Летчик вытянулся и откозырял по-военному.
— Рад познакомиться, товарищ маршал. Вы меня, конечно, не помните, а когда-то вместе летывали.
— Да? А когда, это?
— В гражданскую войну. В 1919-ом. Вы тогда, после разгрома Колчака, добивать Деникина брошены были. Я вас тогда с фронта на фронт доставил.
— Значит, вы бывший военный?
— Да, как сказать? — спокойно пожал плечами Волков.
— Разве можно быть «бывшим военным»? Уж ежели солдат — так солдат на всю жизнь и в любой форме… Перебросили меня теперь гражданские самолеты водить, но, товарищ маршал, как только нужно будет, — еще и над врагом полетаем, поклюем. На таких вот птичках, что Александр Николаевич Высиживает. Орлы…
— Ладно, ладно, — озабоченно прервал Туполев. — Будет вам тут о птичках болтать. Идите — свой персонал еще раз проверьте. Как бы в чем не осрамиться.
Командир корабля беспечно махнул рукой.
— Чего там!
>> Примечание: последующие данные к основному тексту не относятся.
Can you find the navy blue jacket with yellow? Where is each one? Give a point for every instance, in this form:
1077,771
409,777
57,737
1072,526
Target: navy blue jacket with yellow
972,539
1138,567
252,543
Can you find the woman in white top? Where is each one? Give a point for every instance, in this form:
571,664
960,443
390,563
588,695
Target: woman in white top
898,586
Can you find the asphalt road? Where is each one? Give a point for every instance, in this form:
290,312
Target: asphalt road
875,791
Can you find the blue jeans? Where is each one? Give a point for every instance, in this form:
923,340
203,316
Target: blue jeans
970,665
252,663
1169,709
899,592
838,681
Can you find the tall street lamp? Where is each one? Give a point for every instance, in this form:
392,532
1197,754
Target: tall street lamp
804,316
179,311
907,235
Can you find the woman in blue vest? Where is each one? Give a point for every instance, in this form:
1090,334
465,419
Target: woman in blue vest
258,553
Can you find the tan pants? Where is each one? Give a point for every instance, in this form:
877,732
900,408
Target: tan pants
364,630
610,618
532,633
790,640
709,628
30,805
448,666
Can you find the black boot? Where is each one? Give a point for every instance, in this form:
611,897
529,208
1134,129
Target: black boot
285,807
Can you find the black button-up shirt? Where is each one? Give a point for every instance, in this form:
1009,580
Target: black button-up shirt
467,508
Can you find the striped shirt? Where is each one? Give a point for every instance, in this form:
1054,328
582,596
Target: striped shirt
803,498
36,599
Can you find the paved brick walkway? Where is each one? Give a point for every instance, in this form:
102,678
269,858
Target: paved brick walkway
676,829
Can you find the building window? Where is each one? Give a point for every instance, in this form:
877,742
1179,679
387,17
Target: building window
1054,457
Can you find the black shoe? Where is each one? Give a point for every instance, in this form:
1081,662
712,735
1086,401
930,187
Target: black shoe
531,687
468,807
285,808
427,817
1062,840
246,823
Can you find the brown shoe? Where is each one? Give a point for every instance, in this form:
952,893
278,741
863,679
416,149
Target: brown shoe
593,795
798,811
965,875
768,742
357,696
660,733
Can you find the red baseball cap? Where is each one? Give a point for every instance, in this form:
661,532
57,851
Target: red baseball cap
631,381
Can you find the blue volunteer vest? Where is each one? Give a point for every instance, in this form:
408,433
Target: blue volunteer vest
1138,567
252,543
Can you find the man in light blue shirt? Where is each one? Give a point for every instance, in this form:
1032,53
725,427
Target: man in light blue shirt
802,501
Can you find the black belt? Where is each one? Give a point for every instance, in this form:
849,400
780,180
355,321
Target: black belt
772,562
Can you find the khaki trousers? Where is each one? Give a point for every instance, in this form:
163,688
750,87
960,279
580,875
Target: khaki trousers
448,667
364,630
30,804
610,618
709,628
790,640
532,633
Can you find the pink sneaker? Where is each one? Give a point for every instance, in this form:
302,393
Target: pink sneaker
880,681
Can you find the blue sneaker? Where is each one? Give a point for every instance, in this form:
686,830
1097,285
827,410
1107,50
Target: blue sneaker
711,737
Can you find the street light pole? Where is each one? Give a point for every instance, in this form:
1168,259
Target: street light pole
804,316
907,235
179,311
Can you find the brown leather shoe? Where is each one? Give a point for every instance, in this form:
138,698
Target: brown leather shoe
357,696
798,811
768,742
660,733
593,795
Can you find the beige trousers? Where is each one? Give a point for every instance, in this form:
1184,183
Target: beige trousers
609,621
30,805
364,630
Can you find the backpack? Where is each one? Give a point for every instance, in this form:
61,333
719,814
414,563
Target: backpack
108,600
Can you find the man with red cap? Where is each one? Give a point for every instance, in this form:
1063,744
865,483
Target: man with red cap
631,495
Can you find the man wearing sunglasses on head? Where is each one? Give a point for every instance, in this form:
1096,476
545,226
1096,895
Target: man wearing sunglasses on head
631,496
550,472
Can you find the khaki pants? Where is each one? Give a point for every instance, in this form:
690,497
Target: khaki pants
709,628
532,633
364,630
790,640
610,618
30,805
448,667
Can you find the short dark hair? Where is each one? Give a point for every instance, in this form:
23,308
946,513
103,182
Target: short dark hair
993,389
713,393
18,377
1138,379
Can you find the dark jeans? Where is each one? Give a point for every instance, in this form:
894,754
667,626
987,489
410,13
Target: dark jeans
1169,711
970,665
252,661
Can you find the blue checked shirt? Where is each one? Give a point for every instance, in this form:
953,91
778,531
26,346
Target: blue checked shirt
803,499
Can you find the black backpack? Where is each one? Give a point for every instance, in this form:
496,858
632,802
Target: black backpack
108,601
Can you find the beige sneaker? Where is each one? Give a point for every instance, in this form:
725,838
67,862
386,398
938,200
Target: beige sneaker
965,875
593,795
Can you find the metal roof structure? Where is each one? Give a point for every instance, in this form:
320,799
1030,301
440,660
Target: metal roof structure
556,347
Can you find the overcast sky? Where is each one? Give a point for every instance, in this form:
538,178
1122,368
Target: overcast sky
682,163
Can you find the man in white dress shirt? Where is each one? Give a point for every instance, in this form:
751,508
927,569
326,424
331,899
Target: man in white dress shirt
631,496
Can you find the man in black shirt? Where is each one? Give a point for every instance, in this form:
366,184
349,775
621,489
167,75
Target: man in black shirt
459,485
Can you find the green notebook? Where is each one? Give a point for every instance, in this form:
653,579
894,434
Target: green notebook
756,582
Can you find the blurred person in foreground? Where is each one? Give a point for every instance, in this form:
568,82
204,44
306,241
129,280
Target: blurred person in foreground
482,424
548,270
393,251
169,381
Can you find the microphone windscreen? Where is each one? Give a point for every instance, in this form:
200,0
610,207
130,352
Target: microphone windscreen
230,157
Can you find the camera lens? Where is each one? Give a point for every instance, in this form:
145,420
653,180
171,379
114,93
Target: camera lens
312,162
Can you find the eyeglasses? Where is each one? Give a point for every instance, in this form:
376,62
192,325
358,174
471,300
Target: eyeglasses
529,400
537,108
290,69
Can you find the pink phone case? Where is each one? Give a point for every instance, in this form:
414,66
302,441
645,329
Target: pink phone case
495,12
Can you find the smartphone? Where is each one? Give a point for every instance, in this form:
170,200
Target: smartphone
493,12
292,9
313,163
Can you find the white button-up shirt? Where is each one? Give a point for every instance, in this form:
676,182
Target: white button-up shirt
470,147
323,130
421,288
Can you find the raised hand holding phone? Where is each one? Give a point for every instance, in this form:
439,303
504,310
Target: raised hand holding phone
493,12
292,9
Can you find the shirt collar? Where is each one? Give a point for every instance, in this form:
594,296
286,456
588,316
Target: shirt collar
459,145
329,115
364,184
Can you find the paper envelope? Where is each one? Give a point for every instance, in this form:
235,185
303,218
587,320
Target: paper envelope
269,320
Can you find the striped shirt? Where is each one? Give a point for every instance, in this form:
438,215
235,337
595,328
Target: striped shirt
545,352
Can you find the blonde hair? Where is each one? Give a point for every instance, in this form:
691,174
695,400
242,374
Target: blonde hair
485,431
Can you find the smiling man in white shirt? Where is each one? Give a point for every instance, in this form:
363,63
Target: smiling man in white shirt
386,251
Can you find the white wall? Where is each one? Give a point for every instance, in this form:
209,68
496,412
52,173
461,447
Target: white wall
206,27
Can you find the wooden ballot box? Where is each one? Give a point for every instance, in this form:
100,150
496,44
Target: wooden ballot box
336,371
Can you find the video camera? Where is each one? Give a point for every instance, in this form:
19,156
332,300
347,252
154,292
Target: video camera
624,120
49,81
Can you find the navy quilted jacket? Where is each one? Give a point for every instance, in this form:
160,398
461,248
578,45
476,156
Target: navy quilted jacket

Ведь мое дело легче легкого. Право, любому московскому извозчику или шоферу труднее, чем мне: сигналы, вело, авто, прохожие, трамы, маршрут… Да и я, — летчик весело засмеялся, — да, впрочем, и я — чем не извозчик? Только что воздушный и ломовой. Маршрут известен, телега в порядке, седоки вот-вот прибудут, не моя о них забота, что ж тут сложного? Как ковер-самолет, — нажал кнопку и полетел…
— Ну, ну, — опять прервал его Туполев. — Если бы так просто было… Нашелся тут тоже Иван Царевич с ковром-самолетом. «Извозчик»?.. Если бы все так просто и безопасно было… Ну, идите поскорее на место. Я свое дело сделал — теперь вы командир.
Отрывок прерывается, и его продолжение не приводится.